I couldn’t help noticing the big debate that is going on at the moment about the young boy being photographed with his toenails painted pink. I am not sure whether it was an advertisement or a story, but it sure seems as though it is raising a lot of viewer response.

      Back in the day when we were growing up there was a very clear line that separated boys from girls. It didn’t matter whether it was in clothing or in toys, girls were pink and frilly and played with dollies and boys were tough. Boys played in the mud, played with guns, hammers and toy trucks. Boys were called sissies if they cried and when girls cried their mommies came running. Everything children played with emulated where they were headed – into a rough and tough workman’s world or into a mothering role.

      As time has gone by our style of toys has changed dramatically. Whereas boys wouldn’t be seen dead playing with dolls in the past, we now have boy figures created from loved cartoon characters. It started with Ken and then moved on to action figures like Batman, Superman and Spiderman, and more recently the little skinny legged ‘Woody’ from Toy Story.

      The hard-core line between frilly and pink and tough and blue has greatly diminished. In my mind I think that is great. Not all boys are tough and macho by nature and not all girls are gentle and sweet. Justin was about two years old and loved purses and little fairy dresses. His father was quite concerned about this, but decided not to make a big deal of it. As time went by Justin, quietly encouraged by his dad, became interested in Meccano sets and Buzz Lightyear. His little brother loves to watch the TV show “Strawberry Shortcake”. While shopping with his mom a few weeks ago, he decided that he wanted the little doll ‘Lemon’ from the same show. He made a wood-block house for her and took
her to Kindergarten. When he got home he said to his mom, “Lemon is a girly doll, isn’t she!” He put ‘Lemon’ away and that was that.

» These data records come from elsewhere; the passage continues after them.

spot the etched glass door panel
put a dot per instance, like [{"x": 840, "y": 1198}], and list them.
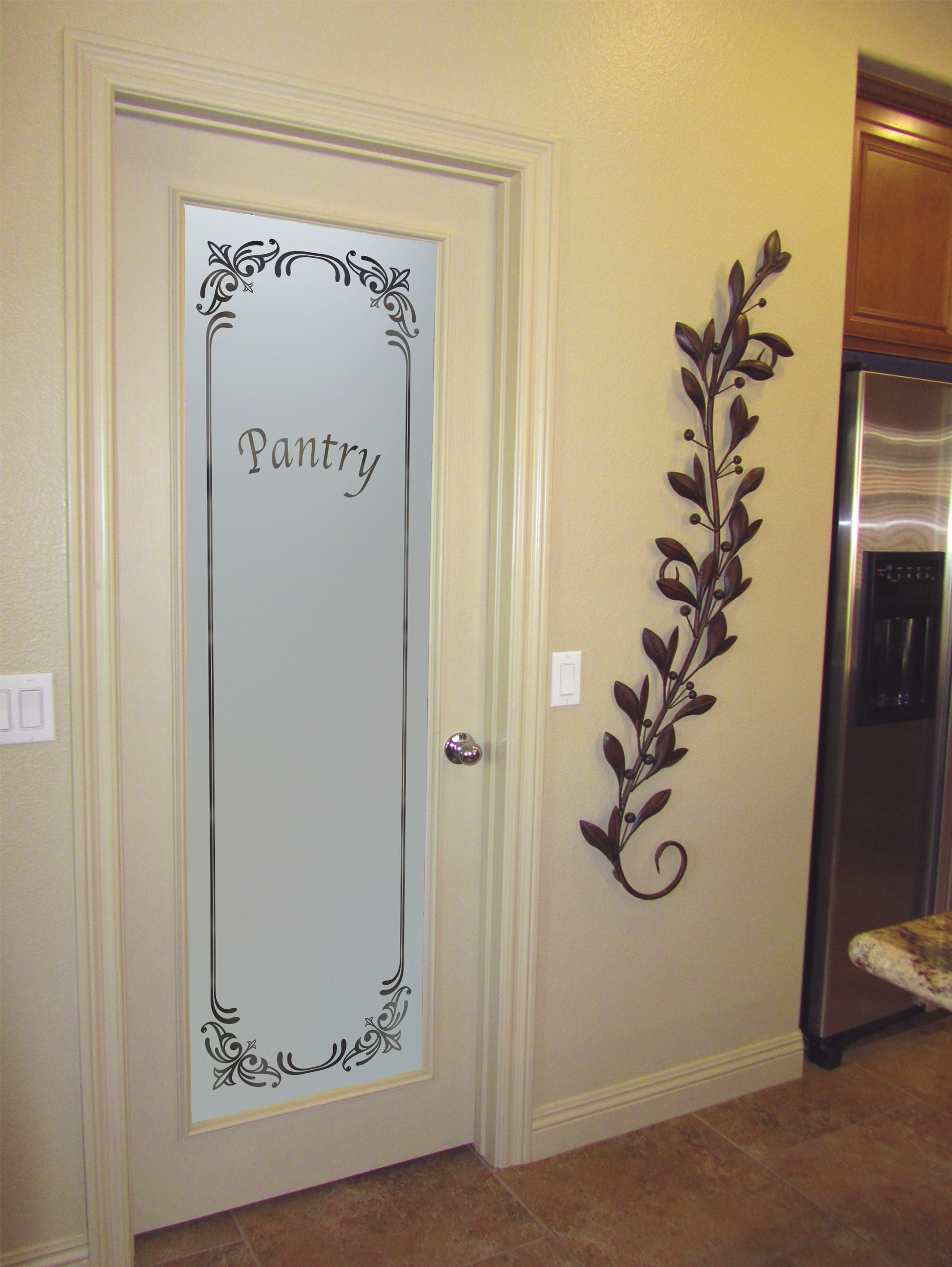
[{"x": 308, "y": 458}]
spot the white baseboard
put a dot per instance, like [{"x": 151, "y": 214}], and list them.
[
  {"x": 598, "y": 1115},
  {"x": 68, "y": 1252}
]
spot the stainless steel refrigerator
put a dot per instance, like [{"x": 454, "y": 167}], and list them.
[{"x": 887, "y": 692}]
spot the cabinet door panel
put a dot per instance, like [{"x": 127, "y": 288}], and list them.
[{"x": 899, "y": 270}]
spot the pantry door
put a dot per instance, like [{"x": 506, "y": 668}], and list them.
[{"x": 189, "y": 1157}]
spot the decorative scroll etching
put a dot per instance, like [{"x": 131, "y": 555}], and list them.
[{"x": 236, "y": 1061}]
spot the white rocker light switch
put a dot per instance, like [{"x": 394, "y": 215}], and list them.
[
  {"x": 566, "y": 678},
  {"x": 27, "y": 709}
]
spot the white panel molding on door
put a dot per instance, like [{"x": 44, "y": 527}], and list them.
[{"x": 101, "y": 74}]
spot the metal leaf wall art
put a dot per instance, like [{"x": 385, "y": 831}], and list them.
[{"x": 704, "y": 590}]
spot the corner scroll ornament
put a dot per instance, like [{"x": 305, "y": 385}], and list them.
[
  {"x": 724, "y": 364},
  {"x": 235, "y": 268}
]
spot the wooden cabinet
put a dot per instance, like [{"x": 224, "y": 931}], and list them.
[{"x": 899, "y": 265}]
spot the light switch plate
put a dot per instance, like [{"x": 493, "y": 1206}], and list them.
[
  {"x": 566, "y": 678},
  {"x": 27, "y": 709}
]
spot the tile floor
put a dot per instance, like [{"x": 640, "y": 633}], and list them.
[{"x": 843, "y": 1169}]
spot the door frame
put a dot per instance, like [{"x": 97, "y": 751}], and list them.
[{"x": 99, "y": 74}]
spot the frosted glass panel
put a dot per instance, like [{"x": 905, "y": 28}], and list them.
[{"x": 308, "y": 445}]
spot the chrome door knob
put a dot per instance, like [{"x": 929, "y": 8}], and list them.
[{"x": 462, "y": 749}]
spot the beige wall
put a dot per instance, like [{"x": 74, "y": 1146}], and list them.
[{"x": 689, "y": 132}]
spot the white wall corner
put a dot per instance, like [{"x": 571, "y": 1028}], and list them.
[
  {"x": 682, "y": 1089},
  {"x": 66, "y": 1252}
]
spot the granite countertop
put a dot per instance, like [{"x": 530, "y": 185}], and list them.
[{"x": 916, "y": 956}]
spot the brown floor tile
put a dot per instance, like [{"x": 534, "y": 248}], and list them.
[
  {"x": 840, "y": 1250},
  {"x": 672, "y": 1195},
  {"x": 918, "y": 1061},
  {"x": 168, "y": 1245},
  {"x": 823, "y": 1100},
  {"x": 448, "y": 1209},
  {"x": 542, "y": 1254},
  {"x": 889, "y": 1179},
  {"x": 227, "y": 1256}
]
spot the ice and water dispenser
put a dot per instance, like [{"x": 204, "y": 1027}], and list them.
[{"x": 902, "y": 622}]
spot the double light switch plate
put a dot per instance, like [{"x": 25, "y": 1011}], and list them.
[{"x": 27, "y": 709}]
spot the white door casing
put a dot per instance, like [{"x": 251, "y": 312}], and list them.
[
  {"x": 311, "y": 1133},
  {"x": 99, "y": 74}
]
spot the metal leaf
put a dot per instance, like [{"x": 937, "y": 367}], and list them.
[
  {"x": 735, "y": 287},
  {"x": 717, "y": 633},
  {"x": 685, "y": 487},
  {"x": 695, "y": 392},
  {"x": 598, "y": 839},
  {"x": 752, "y": 480},
  {"x": 758, "y": 370},
  {"x": 733, "y": 576},
  {"x": 700, "y": 480},
  {"x": 706, "y": 574},
  {"x": 704, "y": 704},
  {"x": 710, "y": 334},
  {"x": 663, "y": 748},
  {"x": 654, "y": 649},
  {"x": 771, "y": 247},
  {"x": 628, "y": 701},
  {"x": 689, "y": 341},
  {"x": 671, "y": 651},
  {"x": 652, "y": 806},
  {"x": 752, "y": 531},
  {"x": 614, "y": 756},
  {"x": 775, "y": 343},
  {"x": 676, "y": 591},
  {"x": 738, "y": 341},
  {"x": 615, "y": 829},
  {"x": 674, "y": 550}
]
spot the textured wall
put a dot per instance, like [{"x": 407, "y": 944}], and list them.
[{"x": 689, "y": 132}]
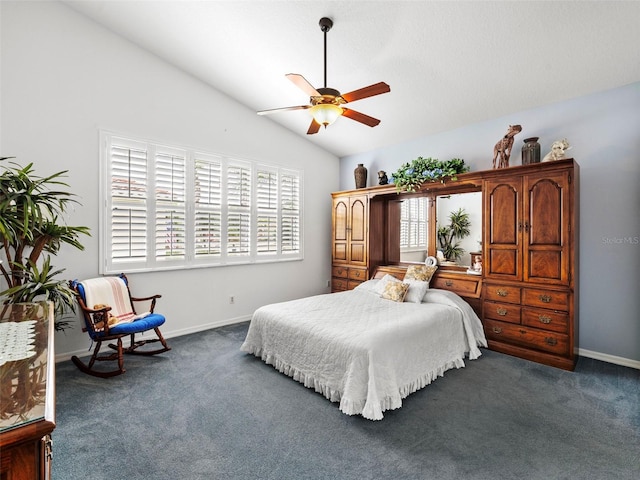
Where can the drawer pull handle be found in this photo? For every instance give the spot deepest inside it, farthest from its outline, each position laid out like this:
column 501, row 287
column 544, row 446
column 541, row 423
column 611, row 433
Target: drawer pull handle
column 544, row 319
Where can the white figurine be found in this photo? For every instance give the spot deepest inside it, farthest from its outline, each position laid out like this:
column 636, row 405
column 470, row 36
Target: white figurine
column 558, row 148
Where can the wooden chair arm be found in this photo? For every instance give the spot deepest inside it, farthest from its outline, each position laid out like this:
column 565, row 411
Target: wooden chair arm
column 153, row 299
column 98, row 318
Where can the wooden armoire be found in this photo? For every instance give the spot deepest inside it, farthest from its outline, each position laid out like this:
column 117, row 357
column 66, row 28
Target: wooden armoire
column 530, row 246
column 527, row 295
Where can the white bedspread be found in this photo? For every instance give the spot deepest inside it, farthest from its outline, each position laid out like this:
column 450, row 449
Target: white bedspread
column 363, row 351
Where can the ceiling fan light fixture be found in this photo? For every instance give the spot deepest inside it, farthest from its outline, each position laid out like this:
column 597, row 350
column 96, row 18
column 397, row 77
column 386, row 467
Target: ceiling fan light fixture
column 325, row 113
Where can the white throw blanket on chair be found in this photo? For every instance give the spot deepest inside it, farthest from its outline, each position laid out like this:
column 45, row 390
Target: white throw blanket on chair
column 110, row 291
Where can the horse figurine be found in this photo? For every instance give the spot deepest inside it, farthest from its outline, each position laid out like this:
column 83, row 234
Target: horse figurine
column 502, row 150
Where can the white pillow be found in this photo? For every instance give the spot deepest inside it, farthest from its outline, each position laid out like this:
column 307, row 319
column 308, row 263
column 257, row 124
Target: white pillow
column 379, row 288
column 417, row 291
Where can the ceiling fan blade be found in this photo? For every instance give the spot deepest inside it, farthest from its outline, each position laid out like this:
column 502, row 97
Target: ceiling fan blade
column 283, row 109
column 314, row 127
column 370, row 91
column 303, row 84
column 360, row 117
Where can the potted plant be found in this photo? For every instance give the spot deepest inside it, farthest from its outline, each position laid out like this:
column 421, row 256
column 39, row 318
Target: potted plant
column 31, row 230
column 449, row 236
column 411, row 175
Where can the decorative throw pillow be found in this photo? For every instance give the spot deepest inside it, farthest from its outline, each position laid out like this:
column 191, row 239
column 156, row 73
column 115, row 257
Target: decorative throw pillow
column 379, row 288
column 369, row 286
column 417, row 290
column 395, row 291
column 420, row 272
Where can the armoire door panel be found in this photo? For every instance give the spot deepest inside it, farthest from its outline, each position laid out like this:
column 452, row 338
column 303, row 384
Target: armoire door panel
column 545, row 212
column 504, row 214
column 358, row 222
column 340, row 221
column 358, row 254
column 546, row 251
column 545, row 265
column 339, row 252
column 503, row 262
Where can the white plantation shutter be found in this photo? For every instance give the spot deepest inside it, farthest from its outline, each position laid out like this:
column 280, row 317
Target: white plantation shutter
column 267, row 212
column 128, row 199
column 208, row 207
column 238, row 210
column 170, row 189
column 290, row 212
column 168, row 208
column 413, row 223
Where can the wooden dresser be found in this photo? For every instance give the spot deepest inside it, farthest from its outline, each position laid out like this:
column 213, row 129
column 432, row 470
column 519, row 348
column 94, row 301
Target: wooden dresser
column 530, row 268
column 527, row 295
column 27, row 393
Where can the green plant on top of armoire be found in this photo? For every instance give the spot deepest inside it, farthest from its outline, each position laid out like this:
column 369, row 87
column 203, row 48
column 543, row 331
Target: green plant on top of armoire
column 32, row 228
column 449, row 236
column 412, row 174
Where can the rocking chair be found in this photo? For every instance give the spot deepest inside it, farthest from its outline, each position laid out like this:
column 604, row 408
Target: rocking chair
column 107, row 307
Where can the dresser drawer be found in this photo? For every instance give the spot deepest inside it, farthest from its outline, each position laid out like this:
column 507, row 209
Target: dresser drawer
column 502, row 293
column 552, row 342
column 537, row 297
column 358, row 274
column 465, row 287
column 504, row 312
column 545, row 319
column 342, row 272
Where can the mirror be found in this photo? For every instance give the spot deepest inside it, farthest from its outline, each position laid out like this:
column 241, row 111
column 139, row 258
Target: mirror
column 418, row 238
column 459, row 212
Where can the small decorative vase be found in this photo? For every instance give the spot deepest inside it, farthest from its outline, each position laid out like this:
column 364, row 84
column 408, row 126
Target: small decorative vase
column 530, row 151
column 360, row 174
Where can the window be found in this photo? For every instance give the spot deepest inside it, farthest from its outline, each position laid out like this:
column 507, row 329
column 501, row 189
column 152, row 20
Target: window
column 168, row 207
column 413, row 224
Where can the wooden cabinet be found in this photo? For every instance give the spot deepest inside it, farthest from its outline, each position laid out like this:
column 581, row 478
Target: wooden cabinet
column 527, row 294
column 27, row 387
column 350, row 234
column 530, row 244
column 359, row 236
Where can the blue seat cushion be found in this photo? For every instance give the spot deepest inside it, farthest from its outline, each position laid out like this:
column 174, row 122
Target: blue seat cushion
column 143, row 324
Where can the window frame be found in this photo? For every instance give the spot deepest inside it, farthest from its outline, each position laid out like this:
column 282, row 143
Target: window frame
column 414, row 223
column 219, row 215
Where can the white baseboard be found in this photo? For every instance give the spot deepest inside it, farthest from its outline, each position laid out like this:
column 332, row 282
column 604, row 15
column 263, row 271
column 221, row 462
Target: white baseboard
column 625, row 362
column 169, row 334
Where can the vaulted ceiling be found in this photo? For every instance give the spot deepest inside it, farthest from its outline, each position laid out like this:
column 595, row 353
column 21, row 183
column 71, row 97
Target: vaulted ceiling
column 449, row 63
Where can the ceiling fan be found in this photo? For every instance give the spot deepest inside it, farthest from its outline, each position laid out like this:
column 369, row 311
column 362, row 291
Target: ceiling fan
column 326, row 103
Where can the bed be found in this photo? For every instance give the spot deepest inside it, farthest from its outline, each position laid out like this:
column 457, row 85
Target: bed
column 363, row 349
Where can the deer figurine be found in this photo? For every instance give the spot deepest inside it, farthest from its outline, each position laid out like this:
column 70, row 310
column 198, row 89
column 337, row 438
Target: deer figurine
column 502, row 150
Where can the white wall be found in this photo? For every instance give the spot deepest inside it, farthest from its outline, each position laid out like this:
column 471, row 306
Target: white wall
column 63, row 77
column 604, row 130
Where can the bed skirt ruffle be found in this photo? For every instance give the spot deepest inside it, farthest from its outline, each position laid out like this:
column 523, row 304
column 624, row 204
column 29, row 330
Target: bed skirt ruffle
column 362, row 407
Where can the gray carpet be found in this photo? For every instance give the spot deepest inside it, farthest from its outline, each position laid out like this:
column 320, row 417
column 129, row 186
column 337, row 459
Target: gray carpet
column 205, row 410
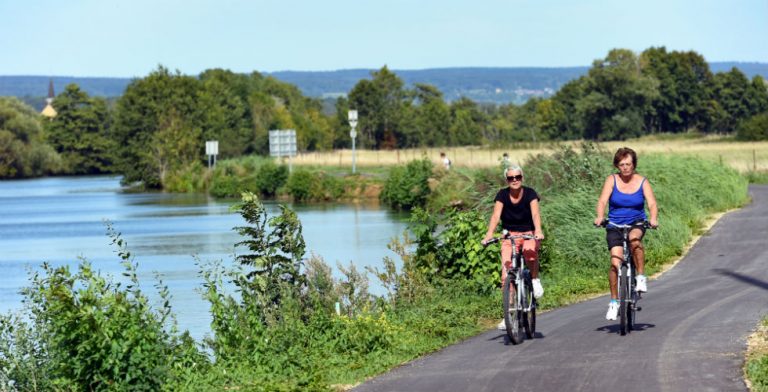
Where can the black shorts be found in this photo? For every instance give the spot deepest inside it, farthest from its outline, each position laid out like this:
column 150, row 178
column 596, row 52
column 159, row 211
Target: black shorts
column 614, row 238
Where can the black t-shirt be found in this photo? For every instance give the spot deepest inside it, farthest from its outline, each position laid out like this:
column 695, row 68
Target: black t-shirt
column 517, row 216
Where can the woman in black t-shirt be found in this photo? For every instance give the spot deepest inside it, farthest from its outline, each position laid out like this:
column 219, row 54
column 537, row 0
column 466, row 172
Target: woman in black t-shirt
column 518, row 209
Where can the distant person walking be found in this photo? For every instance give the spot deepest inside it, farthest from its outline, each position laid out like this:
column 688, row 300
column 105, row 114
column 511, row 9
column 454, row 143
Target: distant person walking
column 446, row 161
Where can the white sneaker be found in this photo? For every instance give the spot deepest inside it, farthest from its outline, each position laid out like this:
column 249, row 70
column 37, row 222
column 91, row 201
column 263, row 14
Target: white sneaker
column 640, row 283
column 538, row 291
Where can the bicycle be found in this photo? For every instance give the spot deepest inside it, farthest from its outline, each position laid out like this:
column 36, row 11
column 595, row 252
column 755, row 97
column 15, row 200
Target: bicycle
column 628, row 297
column 518, row 302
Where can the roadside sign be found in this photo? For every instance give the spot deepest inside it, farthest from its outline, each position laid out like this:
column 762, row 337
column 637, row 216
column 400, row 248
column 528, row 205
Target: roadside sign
column 282, row 143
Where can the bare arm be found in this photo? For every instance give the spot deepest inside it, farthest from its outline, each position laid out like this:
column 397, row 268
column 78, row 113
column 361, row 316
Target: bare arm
column 536, row 219
column 495, row 217
column 650, row 198
column 603, row 199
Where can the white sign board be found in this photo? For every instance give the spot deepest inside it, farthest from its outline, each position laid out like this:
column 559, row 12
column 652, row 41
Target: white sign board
column 212, row 147
column 282, row 143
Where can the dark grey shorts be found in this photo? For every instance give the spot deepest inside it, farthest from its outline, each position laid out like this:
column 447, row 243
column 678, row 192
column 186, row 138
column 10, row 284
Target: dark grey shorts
column 613, row 236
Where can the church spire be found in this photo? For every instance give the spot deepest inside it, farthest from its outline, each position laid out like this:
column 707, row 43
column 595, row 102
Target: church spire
column 48, row 110
column 51, row 95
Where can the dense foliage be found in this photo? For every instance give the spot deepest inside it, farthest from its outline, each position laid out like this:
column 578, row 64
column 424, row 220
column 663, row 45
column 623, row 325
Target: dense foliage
column 23, row 151
column 79, row 132
column 407, row 185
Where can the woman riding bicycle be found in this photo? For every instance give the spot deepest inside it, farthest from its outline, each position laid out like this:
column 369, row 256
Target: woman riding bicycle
column 517, row 207
column 626, row 194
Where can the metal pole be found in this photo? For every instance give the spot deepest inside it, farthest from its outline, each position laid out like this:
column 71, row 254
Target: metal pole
column 353, row 153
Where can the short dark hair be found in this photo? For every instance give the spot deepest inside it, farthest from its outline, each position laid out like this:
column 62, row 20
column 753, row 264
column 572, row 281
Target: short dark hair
column 622, row 153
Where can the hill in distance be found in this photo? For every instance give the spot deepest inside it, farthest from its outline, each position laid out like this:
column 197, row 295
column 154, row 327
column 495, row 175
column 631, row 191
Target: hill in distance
column 486, row 85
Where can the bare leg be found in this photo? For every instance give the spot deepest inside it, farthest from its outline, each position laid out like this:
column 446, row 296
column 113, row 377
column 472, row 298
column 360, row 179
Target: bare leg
column 638, row 252
column 617, row 255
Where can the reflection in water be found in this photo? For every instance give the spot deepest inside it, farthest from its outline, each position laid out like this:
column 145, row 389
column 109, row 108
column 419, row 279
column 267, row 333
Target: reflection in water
column 60, row 219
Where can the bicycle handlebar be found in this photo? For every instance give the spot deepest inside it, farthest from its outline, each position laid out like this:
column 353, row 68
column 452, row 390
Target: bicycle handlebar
column 645, row 224
column 506, row 236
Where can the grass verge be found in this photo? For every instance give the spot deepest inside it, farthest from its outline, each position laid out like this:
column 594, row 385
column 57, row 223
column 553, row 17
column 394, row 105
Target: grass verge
column 756, row 366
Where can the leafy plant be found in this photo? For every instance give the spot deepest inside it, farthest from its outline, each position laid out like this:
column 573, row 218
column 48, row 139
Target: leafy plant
column 407, row 186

      There is never any fuss made about little girls wearing boyish clothes or playing cowboys and Indians yet there is a very negative attitude towards boys showing the least bit of femininity. Young women always appreciate men who show sensitivity. Guys don’t learn to be softhearted by constantly displaying a macho attitude and throwing their weight around. That is very unappealing to girls.

      Remember the movie, “Billy Elliott?” That poor lad was so terrified of his father’s response to him wanting to be a dancer that he hid the fact that he was going to dance classes for a long time. Eventually his father, a coalminer and very gruff man, came to terms with the fact that his son was living his passion and with great difficulty accepted his chosen path in life.

      It is vitally important to allow our children to develop their own characters and find their own identity. In no way am I supporting gender transfer, but by demonstrating extreme opposition to boys showing any feminine tendencies or sensitivity it can cause the child much stress and confusion. Instead, it is way more productive to gently guide them towards activities that are more male oriented without necessarily being tough and gruff.

      Children face all kinds of pressures as they grow up. As parents, we need to choose how we will deal with issues. The fact that two and three year olds may like dressing up in clothes of the opposite sex is hardly a big deal. They love to dress up. Hey, even adults like Robin Hood, Batman, Spiderman and Superman all wore tights and they were manly men! Lighten up and let the kids enjoy painting themselves and dressing up as they like. Life is short! What is a tutu between friends?